Decades ago, well-paid manufacturing jobs were plentiful. Many people performing these jobs were solidly in the middle class. Recent protectionist talk in the U.S. has given voice to those hit hardest by the loss of these jobs. These people dream of returning to better times. Unfortunately, this won’t happen, but perhaps not for the reasons they think.
Globalization has brought us cheaper goods and has shifted jobs to countries with lower-paid workers. On the whole, these changes have been positive for countries like Canada and the U.S., but localized areas have been hit hard by the loss of manufacturing jobs. Our modern economy has created many new jobs as well, but they require different skills and many of them provide less than middle-class pay.
But it’s important to realize that globalization is only one reason why manufacturing jobs left. Another important reason is automation. Factories are now filled with machines to do jobs that used to be done by people. This trend will not reverse.
If the U.S. becomes increasingly protectionist to the point of blocking the import of all foreign goods, this will spark the return to making goods in the U.S. But every manufacturer’s goal will be to automate as much production as possible and hire as few workers as possible. The amazing technology available today guarantees that these manufacturers would succeed in near-complete automation.
Even if the U.S. closes its border, we will never return to conditions decades ago when well-paid manufacturing jobs were plentiful. The past will stay in the past.
The following exchange is reproduced to remove broken links.
ReplyDelete----- BHCh November 16, 2016 at 7:34 PM
Quite. Another reason for exporting manufacturing jobs: unions. You can see it very clearly by comparing what happened to the car industry in Detroit vs southern states like Alabama.

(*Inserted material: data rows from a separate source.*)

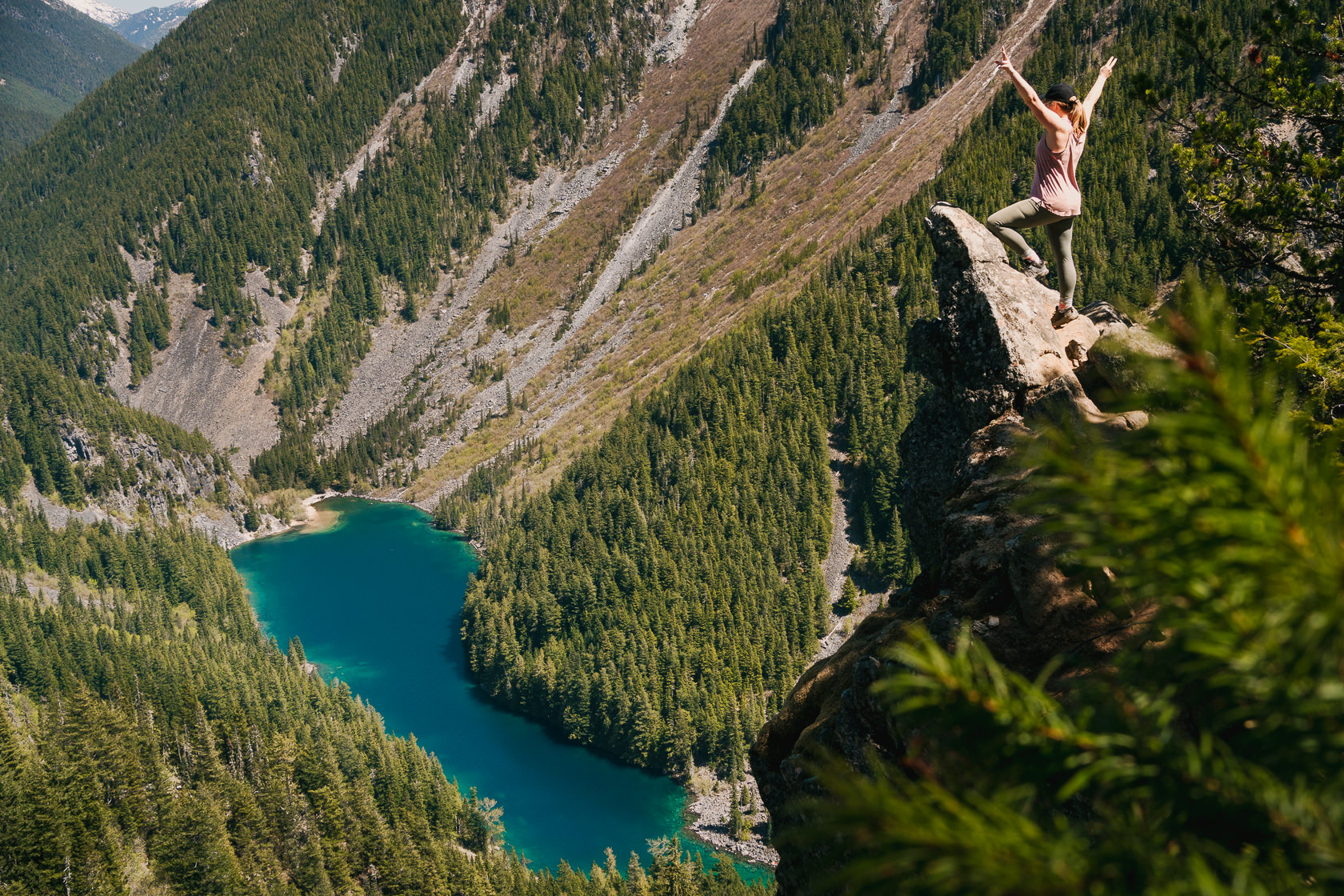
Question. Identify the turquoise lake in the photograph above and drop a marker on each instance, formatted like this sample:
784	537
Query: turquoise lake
377	601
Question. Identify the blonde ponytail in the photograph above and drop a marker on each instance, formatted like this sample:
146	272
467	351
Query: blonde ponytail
1077	114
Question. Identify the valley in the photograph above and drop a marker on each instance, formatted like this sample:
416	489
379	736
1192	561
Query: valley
578	446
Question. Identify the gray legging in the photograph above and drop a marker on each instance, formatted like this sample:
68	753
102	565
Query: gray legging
1030	213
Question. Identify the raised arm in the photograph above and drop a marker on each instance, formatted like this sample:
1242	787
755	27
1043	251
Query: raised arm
1094	94
1055	124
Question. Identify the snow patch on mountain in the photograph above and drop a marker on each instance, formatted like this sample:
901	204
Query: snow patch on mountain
96	10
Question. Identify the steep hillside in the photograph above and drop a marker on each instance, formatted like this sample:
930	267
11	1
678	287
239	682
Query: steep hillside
150	26
50	57
617	565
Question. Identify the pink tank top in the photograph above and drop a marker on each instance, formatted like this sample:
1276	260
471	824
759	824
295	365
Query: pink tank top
1057	176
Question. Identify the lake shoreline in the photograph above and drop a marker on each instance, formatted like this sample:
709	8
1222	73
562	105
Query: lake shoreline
701	816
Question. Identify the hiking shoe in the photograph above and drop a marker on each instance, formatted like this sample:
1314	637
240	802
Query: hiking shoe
1063	316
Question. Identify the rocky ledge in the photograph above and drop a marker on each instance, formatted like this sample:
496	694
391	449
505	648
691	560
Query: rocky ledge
996	370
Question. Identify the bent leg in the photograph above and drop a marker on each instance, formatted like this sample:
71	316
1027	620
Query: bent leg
1061	234
1006	223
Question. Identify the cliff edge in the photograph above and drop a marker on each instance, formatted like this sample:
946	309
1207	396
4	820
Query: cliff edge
996	370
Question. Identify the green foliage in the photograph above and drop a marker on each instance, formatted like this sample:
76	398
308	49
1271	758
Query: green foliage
150	330
960	31
43	410
142	716
1262	171
666	591
848	601
810	50
1206	759
294	461
50	57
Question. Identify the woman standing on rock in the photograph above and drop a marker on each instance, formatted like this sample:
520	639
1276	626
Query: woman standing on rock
1055	199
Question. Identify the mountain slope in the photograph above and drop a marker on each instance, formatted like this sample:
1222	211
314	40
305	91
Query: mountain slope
150	26
50	57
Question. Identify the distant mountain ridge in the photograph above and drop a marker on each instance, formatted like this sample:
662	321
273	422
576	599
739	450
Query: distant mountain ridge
146	27
50	57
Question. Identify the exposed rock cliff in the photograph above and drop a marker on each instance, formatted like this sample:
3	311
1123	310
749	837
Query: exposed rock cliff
996	370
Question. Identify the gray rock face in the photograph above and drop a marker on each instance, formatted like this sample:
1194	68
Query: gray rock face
998	371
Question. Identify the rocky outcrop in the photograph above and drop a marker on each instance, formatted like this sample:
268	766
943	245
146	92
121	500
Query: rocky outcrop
996	370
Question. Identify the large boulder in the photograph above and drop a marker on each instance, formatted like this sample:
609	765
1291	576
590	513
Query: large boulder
998	371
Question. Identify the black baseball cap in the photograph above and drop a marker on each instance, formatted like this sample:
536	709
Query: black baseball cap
1061	93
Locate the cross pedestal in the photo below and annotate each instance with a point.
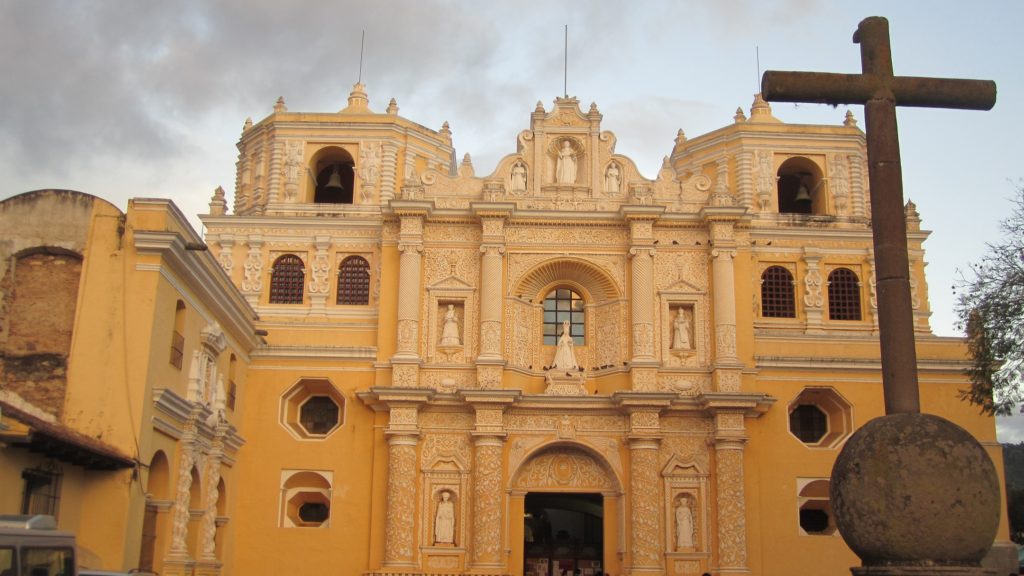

----- Michael James November 16, 2016 at 7:41 PM
@BHCh: Unions certainly increase the cost/unit-of-work ratio. If the border closes to trade, it's certainly possible that the few manufacturing jobs created will be unionized, but automation won't be stopped.
----- aB November 17, 2016 at 9:55 AM
I thought Unions do fight automation, at least to some degree. (not saying I agree, just saying that I thought they do).
----- Michael James November 17, 2016 at 10:05 AM
@aB: Unions certainly do fight automation, and they often have some success. However, that applies to an existing business with unionized employees that tries to introduce new automation. For a new business (or existing business starting a new venture), there is no established union. If they build a mostly automated plant and hire just the few workers they need, there is no union in place to demand that they create extra jobs.
----- BHCh November 17, 2016 at 1:06 AM
And the move will likely lead to a net loss of jobs. Targeted countries are bound to retaliate.
----- Michael James November 17, 2016 at 10:09 AM
@BHCh: This is likely true, but doesn't seem to sway opponents of globalization who dream of going back to the "good old days."